それまでも10冊余りの本を上梓していたものの、いずれもデリバティブや地域金融の専門書であるため、躊躇したのですが、「やわらかい話もたまには面白いかな」という気になり、お言葉に甘え、企画案を提出しました。
要すれば地方出張をするにあたり、どのような準備をするのか、地域の人たちとどのような話をするのか、どういう話題が地域の方々の心を打つのか、といったことをざっくばらんに書いてみようというものでした。
実際に地方に行く場合、まずは当該地区の地図を眺めてイメージ作りを行います。
そして、当該地域の歴史を簡単におさらいします。高校の歴史教科書で有名な山川出版社の「県史」が役に立ちます。初めての地の場合には、この作業を入念に行います。最近は初めて訪れる場所は皆無といっていい状況なので、気になるところを確認する程度ですが。
一番ありがたいのは先人の訪問記です。訪問先が司馬遼太郎さんの「街道をゆく」シリーズの中にあるような場合、当該個所を必ず読み返します。
「街道をゆく」は週刊朝日の連載時から愛読していました。
その「街道をゆく」の最後の担当番記者として司馬さんと同行しておられたMさんには、東京駅のキオスクや空港の書店や売店の旅行ガイドブックのコーナーに「街道をゆく」を地域別にして置いたらどうか、などと提言したこともあります。
カジュアルなネタとしては、高校野球の強いチーム(とくに旧制中学系の高校が強い地域だと盛り上がる)の過去の甲子園での実績や、地元出身の女優、アイドル歌手。
仕入先は移動中に読むスポーツ新聞や、地方出身の知り合いからの情報です。こういうネタは結構、覚えているもので、なぜか頭の中がデータベースになっているようです。
そういえば、かつては私のことを「歩く○○」(○○は某芸能系の週刊誌です)と呼ぶ人もいました。
冒頭の「地方出張の達人」の話に戻ります。
企画書には上記のことを入念に書き綴ったのですが、あっけなくボツになりました。
編集会議でボロクソだったそうです。
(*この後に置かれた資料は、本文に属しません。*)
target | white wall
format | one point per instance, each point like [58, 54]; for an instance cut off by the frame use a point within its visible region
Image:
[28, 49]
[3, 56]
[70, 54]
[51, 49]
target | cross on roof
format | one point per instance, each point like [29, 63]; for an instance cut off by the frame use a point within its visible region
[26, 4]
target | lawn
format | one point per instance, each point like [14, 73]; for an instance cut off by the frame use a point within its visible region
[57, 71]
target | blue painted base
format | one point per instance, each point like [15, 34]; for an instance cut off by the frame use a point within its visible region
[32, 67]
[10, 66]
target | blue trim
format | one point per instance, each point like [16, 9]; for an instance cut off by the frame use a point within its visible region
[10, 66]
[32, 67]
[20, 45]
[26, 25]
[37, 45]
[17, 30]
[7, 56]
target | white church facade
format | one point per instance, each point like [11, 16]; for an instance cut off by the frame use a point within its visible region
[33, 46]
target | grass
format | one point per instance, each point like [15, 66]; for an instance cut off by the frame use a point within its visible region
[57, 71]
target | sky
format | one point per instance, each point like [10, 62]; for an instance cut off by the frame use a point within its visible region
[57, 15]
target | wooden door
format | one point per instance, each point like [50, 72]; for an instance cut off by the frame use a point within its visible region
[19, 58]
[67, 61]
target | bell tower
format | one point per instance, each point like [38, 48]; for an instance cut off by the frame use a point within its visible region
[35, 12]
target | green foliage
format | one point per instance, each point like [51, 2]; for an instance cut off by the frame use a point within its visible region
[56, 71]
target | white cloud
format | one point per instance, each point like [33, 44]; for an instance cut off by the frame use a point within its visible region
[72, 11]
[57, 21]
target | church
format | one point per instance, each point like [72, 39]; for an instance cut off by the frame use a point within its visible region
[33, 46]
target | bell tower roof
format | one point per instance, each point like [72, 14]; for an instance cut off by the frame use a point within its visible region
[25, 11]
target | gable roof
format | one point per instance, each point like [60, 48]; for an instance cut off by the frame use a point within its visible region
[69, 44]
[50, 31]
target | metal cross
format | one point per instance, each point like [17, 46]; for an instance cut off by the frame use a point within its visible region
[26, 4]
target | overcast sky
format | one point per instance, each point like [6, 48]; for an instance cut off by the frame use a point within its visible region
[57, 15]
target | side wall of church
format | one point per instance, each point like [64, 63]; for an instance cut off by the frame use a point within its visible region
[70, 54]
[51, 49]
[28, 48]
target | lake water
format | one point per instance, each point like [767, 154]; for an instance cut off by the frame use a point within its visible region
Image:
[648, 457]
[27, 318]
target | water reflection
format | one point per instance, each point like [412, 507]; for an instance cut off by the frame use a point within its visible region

「こんなのオタク本じゃないか」だって。
コメント
そんなことまでやってるとは知らなんだ。
旅芸人氏と旅でご一緒することがありますが(もちろん仕事じゃありませんよ)、タクシーに乗ったりすると、いきなり運転手さんと話を始めます。感触がいいとドンドン膨らませます。歴史の話、地域の話、企業、名産、名店、名家、、、そうやって手早く生きた情報を集めるようです。
氏と知り合ったン十年前に、すでに氏の歴史と地理に関する知識は群を抜いていましたし、その上にこのアリサマですから、他の追随を許さないというか、盤石ですね。それに、好きじゃないと続きませんね、やはりオタクっぽいね…
ARCadiaさん
過分なコメント、恐縮です。
地方は深いですよ。知れば知るほど。
東京から十把一絡げに地方を語る人には腹が立ちますよ。
いやあ、ご立派。私が知る限りでは、オタク度という意味ではここ数年メディアへの露出度が多い藻谷某もすごかったですけどね。この人は若い頃から日本の全市町村の風景をひとつ残らず頭に入れようと行者のように自分に課して歩いてきています。その蓄積がずっと後の今頃になって花開いているようです。
Kochan1026 さま
過分なお言葉をいただきまして、恐縮しております。近いうちに三朝方面にお供させてください。よろしくお願い申し上げます。